究極のラスクは、朝のうちはあまり売れ行きが良くなかったものの、昼を過ぎた頃から売れ始め、店舗前のテントの列がどんどん伸びていった。


 だがここで問題が起きたのだ。


「お前いま、オレのこと抜かしただろ! 俺はここでもう十分以上も並んでんだ、ふざけるな!」


 列に並んでいた一人の客が、列に割り込んできた男の胸ぐらを掴んだ。


「はあ? 俺はちゃんと最後尾にならんだつもりだったけど」


「列が壁に沿って折れてんだよ。ちゃんと並べよ!」


 争う大声を聞きつけて、私は最後尾へ走った。十四時を過ぎたあたりから、小腹が好いてくるタイミングだからか、ラスクの列がぐんぐん伸び始めていた。レジに人員を割くことを優先した結果、最後尾の管理ができていなかったのだ。


「お客様、すみません、お待たせしております……あ、あの後から来た方はこちらに……」


 必死に仲裁しようとしたが、通りづらく小さな私の声は、二人の怒鳴り声にかき消されてしまっていた。


「キャッ!」


 どつきあいに発展していた男性客の肘が顔にクリーンヒットし、尻もちをついてしまった。痛む頬をさすりつつ、立ち上がらねばと前を見上げると――そこには大男の姿があった。


「お客様! 大変申しわけございません。コチラの誘導が行き届いておらず!……ただ……女の子突き飛ばしちゃぁいけねぇなあ」


 冒頭はかろうじて体裁を保つような声だったが、後半にかけて地獄の底から這うような声に変わった百八十センチ超えの大男の登場に、二人の男性客は完全に怯んでしまった。パキポキと指を鳴らす様子は、とても堅気の人間に見えない。ひと言で表現するなら、マジでキレちゃう五秒前という感じだ。


 シンの怒気をはらんだ誘導に従い、割って入った男性客は、最後尾に誘導された。ひとまず怒りを収めたシンが、尻もちをついたままのポーズの私に、手を貸してくれた。


「立てるか」


 握った手から、シンのぬくもりが伝わってきた。この間のキスの余韻が呼び戻され、たちまちに鼓動が早くなる。


「俺はこの列がもうちょい捌けるまで、ここで番しとくわ。明日はロープ張るなり、最後尾に看板持つやつが立つなり、人員の配置を考え直したほうがいいかもな。混んでくると、列が乱れがちになるから」


「そうだね。そうしたほうがいいかも。……それで……あの……」


 私は繋がれたままの手に目をやった。立ち上がったときからそのまま、シンが手を離してくれないのだ。


「手を離して……くれる……かな」


「あのさ」


 私の言葉に、シンは食い気味にかぶせてきた。さきほどの怒り顔とは打って変わって、真顔で、少し緊張したような面持ちで、しばらく口をつぐんだ後、シンが再度言葉を発した。
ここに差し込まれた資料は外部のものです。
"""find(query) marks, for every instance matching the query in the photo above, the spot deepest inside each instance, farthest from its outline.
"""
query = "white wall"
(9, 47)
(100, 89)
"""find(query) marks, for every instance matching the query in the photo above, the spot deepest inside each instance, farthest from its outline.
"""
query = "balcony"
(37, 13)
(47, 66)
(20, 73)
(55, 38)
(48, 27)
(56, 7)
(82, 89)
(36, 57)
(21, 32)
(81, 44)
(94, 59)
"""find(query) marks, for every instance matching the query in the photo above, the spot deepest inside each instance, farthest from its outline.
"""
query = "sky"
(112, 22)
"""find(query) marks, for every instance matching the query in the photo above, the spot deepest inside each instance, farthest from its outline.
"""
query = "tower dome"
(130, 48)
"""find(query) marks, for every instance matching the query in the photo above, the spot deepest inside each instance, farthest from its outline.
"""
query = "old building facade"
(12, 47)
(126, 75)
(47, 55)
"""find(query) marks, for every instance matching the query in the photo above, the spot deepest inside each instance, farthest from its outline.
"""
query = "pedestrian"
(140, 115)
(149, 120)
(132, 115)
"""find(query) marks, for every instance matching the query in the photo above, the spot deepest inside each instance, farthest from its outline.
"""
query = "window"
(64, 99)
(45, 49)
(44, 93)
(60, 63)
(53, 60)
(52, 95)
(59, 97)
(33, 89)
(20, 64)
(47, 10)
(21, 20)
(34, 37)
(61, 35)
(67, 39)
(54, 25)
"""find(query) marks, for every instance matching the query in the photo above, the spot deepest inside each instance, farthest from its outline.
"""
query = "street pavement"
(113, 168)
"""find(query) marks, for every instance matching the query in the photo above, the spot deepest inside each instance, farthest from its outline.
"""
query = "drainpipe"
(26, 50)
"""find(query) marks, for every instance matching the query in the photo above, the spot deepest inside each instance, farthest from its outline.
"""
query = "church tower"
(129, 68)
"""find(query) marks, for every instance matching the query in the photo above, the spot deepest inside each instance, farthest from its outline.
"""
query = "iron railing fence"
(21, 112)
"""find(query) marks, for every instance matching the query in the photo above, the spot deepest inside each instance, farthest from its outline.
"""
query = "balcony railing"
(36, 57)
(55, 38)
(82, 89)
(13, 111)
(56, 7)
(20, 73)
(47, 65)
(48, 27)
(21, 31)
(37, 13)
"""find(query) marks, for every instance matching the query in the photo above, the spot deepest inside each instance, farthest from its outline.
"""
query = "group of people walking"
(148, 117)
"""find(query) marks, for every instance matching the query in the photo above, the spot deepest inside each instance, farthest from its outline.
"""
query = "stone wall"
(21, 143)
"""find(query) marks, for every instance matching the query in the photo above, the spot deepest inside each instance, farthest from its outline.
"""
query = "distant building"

「最終日、ちょっと夜、遅くなっちまうんだが――時間、空けといてくんねぇかな」


 私は全身に緊張が走るのを感じた。シンは、つないでいた手にキュッと力をこめる。


「俺、お前に話したいことがあるんだ」


 緊張で自分の唇が震えている。シンは私に、何を伝えるつもりなのだろうか。好意? それともなにか別の重要な話? 握られた手から伝わる熱が、さらに頭を混乱させる。


「……うん。わかった」


 そう返事をすると、シンが、パッと手を離した。


「よかった。じゃ、俺はここに残るから。お前は店舗へ戻れ。あとでな」


 シンの声のほうにうなずきつつ、そのまま目を合わせずに彼に背を向けた。まるで知恵熱にでもなったかのように熱くなった体を、自分の両腕でキュッと押さえた。恋愛している社会人は、こんな熱を抱えたまま、平然と仕事をしているのだろうか。極度の人見知りから色恋には距離をおいていた自分に、突然にやってきた遅い春。嬉しいと同時に、どうしていいかわからない自分がもどかしい。


 自分の顔をパタパタと両手で仰ぎ、呼吸を整えてから、私は足早に店舗に戻った。


「只今戻りました」


 まだぼんやりとする頭を両手で抱えながら、気を取り直して顔を上げた先には。


「おかえりなさい。ビラ、全部配ってきましたよ」


 そこには――爽やかな笑顔のイケメンパン屋店員――いや、書記官のエドワードが立っていた。


(……しまったぁあ!)


 エドワードの顔を見た瞬間、最終日にダブルブッキングをしてしまったことに気づいたのだ。ロスタイムにゴールを決められた日本代表のような顔をした私を見て、エドワードは困惑の色を浮かべていた。


(うわあああ、どうしよう。用件が用件なだけに、どっちも断りづらい! どうする、私?)


 大混乱の心をごまかすように、エドワードに軽く会釈をして即会計カウンターに入り、長蛇の列が並んだ店舗内で、自分の失態を考えないようにしながら、ひたすら就業時間まで会計をし続けた。